We aren't seeing any sharp dividing lines between regions of the universe. Instead, galaxies and dust clouds seem to be distributed in a mesh of interconnected filaments. We'd really notice if even small regions of matter and antimatter were in contact, for reasons described above. --Christopher Thomas (talk) 19:52, 22 July 2009 (UTC)

Nevertheless the main article must contain at least one sentence on this matter, maybe with reference to baryon asymmetry article for detailed discussion. As a Wikipedia consumer I was interested if in the last years any effect has been discovered allowing the distant antimatter galaxies distinguishing and respectively proving the antimatter lack in the visible universe. Intuitively I open the Antimatter article and found answers, but in the talk page. In my opinion adding some of the above phrases to the main article will improve its quality. Dobrichev (talk) 00:10, 25 November 2009 (UTC)


Can someone clear this up? One part says it costs $60 trillion (???) per gram, near the bottom it says they can now do it for $25 million per gram.

Very confusing —Preceding unsigned comment added by (talk) 21:48, 3 August 2009 (UTC)

Science Fiction?

Why is Antimatter in the Wikiproject Science Fiction. I did notice anything in the article to indicate that its Science Fiction. Neosiber (talk) 13:05, 11 September 2009 (UTC)

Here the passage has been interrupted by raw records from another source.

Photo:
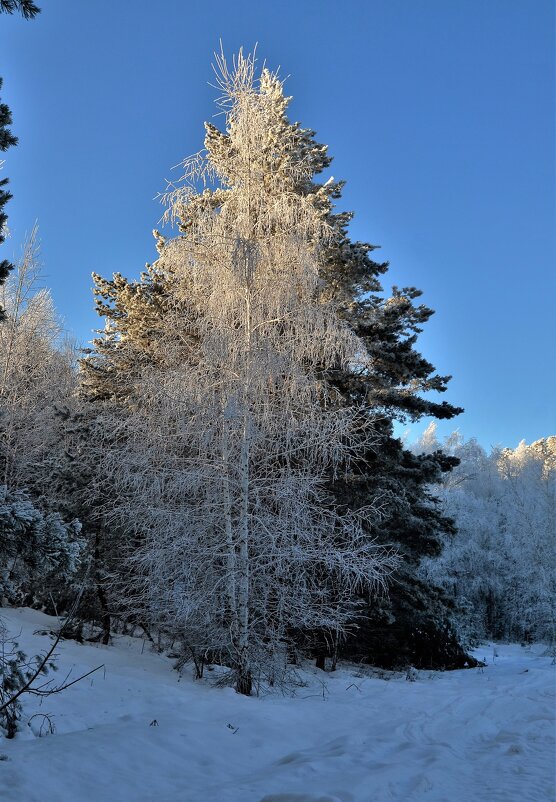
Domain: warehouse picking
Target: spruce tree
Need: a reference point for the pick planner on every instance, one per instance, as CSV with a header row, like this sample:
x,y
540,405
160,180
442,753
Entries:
x,y
7,139
414,624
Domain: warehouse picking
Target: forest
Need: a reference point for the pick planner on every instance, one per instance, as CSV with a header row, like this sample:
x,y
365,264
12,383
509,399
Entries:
x,y
221,474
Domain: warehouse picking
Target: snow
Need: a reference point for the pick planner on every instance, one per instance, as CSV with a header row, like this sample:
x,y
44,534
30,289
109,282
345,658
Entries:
x,y
346,736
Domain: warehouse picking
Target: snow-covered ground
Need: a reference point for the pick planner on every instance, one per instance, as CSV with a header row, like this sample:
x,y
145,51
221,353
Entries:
x,y
481,734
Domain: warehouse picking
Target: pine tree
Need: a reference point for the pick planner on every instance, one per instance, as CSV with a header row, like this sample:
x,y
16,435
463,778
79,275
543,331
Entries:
x,y
391,383
7,139
235,432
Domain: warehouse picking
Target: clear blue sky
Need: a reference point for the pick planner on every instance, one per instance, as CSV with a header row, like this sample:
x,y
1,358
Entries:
x,y
439,114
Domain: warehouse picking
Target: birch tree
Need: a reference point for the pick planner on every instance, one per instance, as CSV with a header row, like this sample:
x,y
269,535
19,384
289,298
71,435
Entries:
x,y
234,431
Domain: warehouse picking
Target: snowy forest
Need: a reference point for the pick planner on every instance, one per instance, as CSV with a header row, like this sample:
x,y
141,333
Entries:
x,y
222,476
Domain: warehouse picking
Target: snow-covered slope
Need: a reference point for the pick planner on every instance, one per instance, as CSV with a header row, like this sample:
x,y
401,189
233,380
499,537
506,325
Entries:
x,y
481,734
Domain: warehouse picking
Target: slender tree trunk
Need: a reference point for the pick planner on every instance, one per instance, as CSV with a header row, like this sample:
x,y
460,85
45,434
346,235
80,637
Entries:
x,y
245,680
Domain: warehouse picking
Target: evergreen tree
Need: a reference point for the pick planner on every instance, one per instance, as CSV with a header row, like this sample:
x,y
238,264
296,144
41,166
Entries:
x,y
27,8
392,382
7,139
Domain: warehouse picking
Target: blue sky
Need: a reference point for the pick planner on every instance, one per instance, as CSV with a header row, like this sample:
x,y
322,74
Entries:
x,y
439,115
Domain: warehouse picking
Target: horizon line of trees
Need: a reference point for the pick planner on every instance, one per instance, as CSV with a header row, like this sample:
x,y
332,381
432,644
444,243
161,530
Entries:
x,y
220,468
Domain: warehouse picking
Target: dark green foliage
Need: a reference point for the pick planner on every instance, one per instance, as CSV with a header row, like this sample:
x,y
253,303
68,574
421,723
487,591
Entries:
x,y
7,140
26,7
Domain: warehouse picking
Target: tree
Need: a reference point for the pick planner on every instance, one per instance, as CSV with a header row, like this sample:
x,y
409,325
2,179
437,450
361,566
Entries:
x,y
500,565
26,7
390,380
235,430
7,139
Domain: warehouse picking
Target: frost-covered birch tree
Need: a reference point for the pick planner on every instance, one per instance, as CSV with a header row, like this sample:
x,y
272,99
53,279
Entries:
x,y
234,432
500,565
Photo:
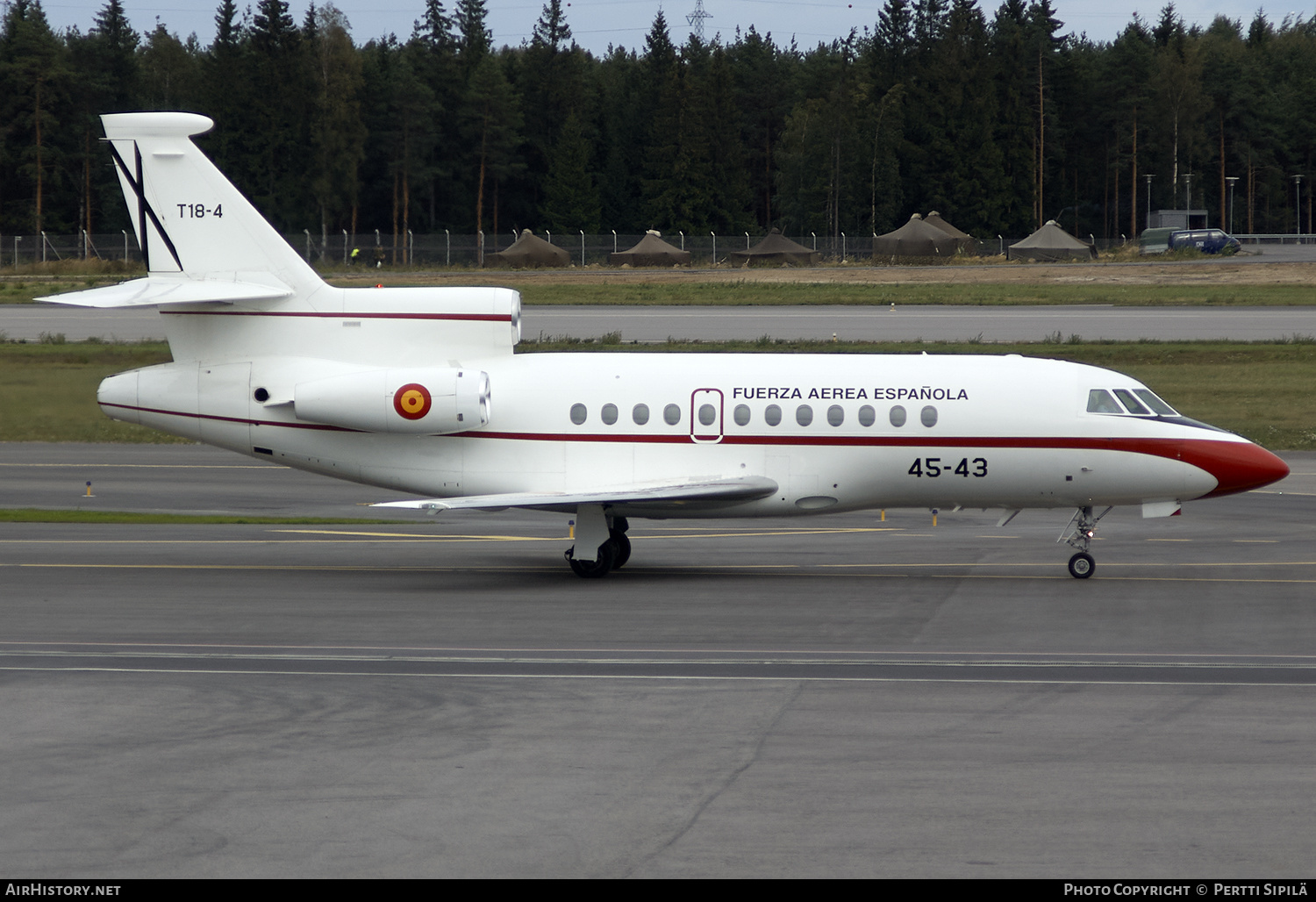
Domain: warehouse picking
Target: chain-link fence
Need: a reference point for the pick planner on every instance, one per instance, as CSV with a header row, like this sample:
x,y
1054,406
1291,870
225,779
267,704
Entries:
x,y
437,249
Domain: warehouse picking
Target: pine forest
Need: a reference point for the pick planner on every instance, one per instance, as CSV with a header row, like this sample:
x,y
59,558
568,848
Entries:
x,y
998,118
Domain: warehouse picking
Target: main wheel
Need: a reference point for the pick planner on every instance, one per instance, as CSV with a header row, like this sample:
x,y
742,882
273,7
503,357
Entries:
x,y
1082,565
620,548
594,569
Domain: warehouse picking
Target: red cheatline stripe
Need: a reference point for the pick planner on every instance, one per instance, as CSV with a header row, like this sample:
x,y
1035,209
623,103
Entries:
x,y
229,419
474,318
1186,449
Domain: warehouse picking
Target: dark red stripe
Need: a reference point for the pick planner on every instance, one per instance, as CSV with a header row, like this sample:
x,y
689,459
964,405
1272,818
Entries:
x,y
231,419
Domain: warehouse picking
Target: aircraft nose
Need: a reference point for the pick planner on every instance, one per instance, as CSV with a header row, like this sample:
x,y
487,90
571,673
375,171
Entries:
x,y
1240,467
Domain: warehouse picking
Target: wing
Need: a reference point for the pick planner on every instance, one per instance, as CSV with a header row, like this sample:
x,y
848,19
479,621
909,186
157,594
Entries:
x,y
710,493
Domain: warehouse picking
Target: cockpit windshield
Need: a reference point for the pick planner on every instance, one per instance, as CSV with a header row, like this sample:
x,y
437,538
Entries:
x,y
1140,402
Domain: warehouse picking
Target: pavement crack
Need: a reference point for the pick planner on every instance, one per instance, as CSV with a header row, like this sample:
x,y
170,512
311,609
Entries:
x,y
726,783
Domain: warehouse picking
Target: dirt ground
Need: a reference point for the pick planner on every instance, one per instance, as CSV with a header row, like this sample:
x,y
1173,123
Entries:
x,y
1169,273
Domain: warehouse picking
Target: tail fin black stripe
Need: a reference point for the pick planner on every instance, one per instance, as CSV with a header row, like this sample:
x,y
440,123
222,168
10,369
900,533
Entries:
x,y
144,208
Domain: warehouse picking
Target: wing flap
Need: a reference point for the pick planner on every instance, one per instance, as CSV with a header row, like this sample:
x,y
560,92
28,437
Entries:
x,y
745,489
157,292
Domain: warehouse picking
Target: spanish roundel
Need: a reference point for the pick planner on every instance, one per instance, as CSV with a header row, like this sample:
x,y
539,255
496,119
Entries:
x,y
412,400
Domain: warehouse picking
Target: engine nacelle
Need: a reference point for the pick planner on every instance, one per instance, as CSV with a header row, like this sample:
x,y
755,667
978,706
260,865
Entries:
x,y
405,400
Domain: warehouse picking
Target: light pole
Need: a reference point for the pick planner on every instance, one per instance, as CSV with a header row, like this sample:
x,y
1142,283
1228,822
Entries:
x,y
1149,176
1231,179
1298,204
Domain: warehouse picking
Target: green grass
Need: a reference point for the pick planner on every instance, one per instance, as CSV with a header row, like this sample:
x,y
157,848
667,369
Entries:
x,y
47,391
37,515
1262,390
747,292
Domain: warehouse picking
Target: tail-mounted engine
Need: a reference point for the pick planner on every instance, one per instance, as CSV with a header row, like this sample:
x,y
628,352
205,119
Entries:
x,y
405,400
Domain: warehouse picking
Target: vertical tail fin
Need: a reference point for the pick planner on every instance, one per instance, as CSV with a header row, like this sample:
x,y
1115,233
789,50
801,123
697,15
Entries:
x,y
190,220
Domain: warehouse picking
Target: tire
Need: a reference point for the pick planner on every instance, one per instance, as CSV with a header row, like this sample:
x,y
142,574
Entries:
x,y
620,549
1082,565
594,569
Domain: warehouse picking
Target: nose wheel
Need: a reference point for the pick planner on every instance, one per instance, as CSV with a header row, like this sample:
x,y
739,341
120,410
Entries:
x,y
1078,535
1082,565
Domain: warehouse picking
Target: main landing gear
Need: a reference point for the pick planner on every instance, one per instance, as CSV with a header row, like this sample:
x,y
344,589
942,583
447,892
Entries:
x,y
1078,535
611,554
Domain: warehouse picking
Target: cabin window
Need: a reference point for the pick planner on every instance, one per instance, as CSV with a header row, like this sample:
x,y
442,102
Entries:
x,y
1131,402
1099,402
1152,400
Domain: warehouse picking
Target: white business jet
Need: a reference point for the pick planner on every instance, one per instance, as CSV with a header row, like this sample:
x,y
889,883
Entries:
x,y
418,390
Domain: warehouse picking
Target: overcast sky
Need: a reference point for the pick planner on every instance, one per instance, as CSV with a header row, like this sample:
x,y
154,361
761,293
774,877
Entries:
x,y
595,24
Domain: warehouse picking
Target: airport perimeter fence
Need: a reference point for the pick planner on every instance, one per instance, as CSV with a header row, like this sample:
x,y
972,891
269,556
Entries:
x,y
434,249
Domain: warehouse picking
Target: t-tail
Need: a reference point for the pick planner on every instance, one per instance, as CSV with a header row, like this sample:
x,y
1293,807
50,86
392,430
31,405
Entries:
x,y
231,289
200,239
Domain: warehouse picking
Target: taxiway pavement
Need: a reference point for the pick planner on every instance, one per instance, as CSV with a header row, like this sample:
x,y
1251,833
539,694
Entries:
x,y
833,696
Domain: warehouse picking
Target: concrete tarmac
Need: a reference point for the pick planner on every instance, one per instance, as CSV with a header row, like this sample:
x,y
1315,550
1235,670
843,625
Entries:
x,y
834,696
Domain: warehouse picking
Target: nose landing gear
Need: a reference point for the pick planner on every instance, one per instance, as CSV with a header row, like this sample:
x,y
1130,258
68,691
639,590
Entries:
x,y
1078,535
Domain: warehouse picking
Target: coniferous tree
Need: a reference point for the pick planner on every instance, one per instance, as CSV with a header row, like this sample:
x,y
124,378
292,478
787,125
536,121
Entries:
x,y
34,82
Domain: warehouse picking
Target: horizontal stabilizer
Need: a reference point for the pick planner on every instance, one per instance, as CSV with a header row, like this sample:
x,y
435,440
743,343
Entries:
x,y
715,490
157,292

There used to be a science fiction section but it was unilaterally deleted. SpinningSpark 01:27, 12 September 2009 (UTC)
Arguably it would be better to put this sort of thing at an antimatter in fiction or antimatter in popular culture article, and just link it from this one. Properly sourcing an " fiction" or " popular culture" article in a way that establishes notability of the examples used is a royal pain, though it should be possible for a concept like this one. --Christopher Thomas (talk) 05:54, 12 September 2009 (UTC)
I don't have much interest in writing such an article, but the deleted content [7] was well sourced. However, this was only created by me when I deleted the random collection of unsourced content [8] in order to have a good benchmark for deleting future unwanted additions. If you are thinking of writing this article, there is more sourced content mentioned in the discussion at the top of this page. SpinningSpark 10:35, 12 September 2009 (UTC)
I don't have the time to write such an article myself, unfortunately (that's also why I handed off interstellar travel in fiction). The issue with sources is that they should demonstrate notability, not just demonstrate that antimatter was a plot point in the fictional work. In a nutshell, in order to keep an " fiction" or " popular culture" article, you'd have to show that 1) the concept in question strongly influenced fiction and/or popular culture as a whole, and 2) the examples you were using in the article were the most influential/relevant/important ones. It's possible I'm misunderstanding the guidelines, but this is what I'd be looking for if I was the one evaluating the inevitable AfD of such an article. I touched on this more at talk:interstellar travel in fiction. I should probably post an essay about it, so that I can just refer to that instead. --Christopher Thomas (talk) 16:06, 12 September 2009 (UTC)
Did you actually read any of the material I wrote before you decided to go down the teaching grandma to suck eggs route? Yes it was notable in the way you define as well as being sourced. Why are you telling me this, I already said I don't want to write an article; it was you who suggested an article, I was merely giving you what I thought was helpful information. SpinningSpark 18:28, 12 September 2009 (UTC)
First, please assume that I'm trying to be helpful, rather than lashing out at me. Second, your edit described milestones in the treatment of antimatter in fiction (point 2), but didn't reference why they were significant to science fiction as a whole (point 1). This is a great start, but it's still hard to make an ironclad case for keeping it in. To clarify, I'd keep your section in if editing myself, but since neither of us seems to feel strongly enough about it to revert the deletion or spin off a secondary article on fictional use and defend it against AfDs, it looks like it's in limbo. Do as you see fit; I'm probably going back on sabbatical. --Christopher Thomas (talk) 18:56, 12 September 2009 (UTC)

Coining of term

Some seem to claim that Arthur Schuster coined the term antimatter, but my reading seems to indicate that he called his postulated material "potential matter", and that it was Dirac who used the anti- prefix. Does anyone know? Dbfirs 02:16, 3 October 2009 (UTC)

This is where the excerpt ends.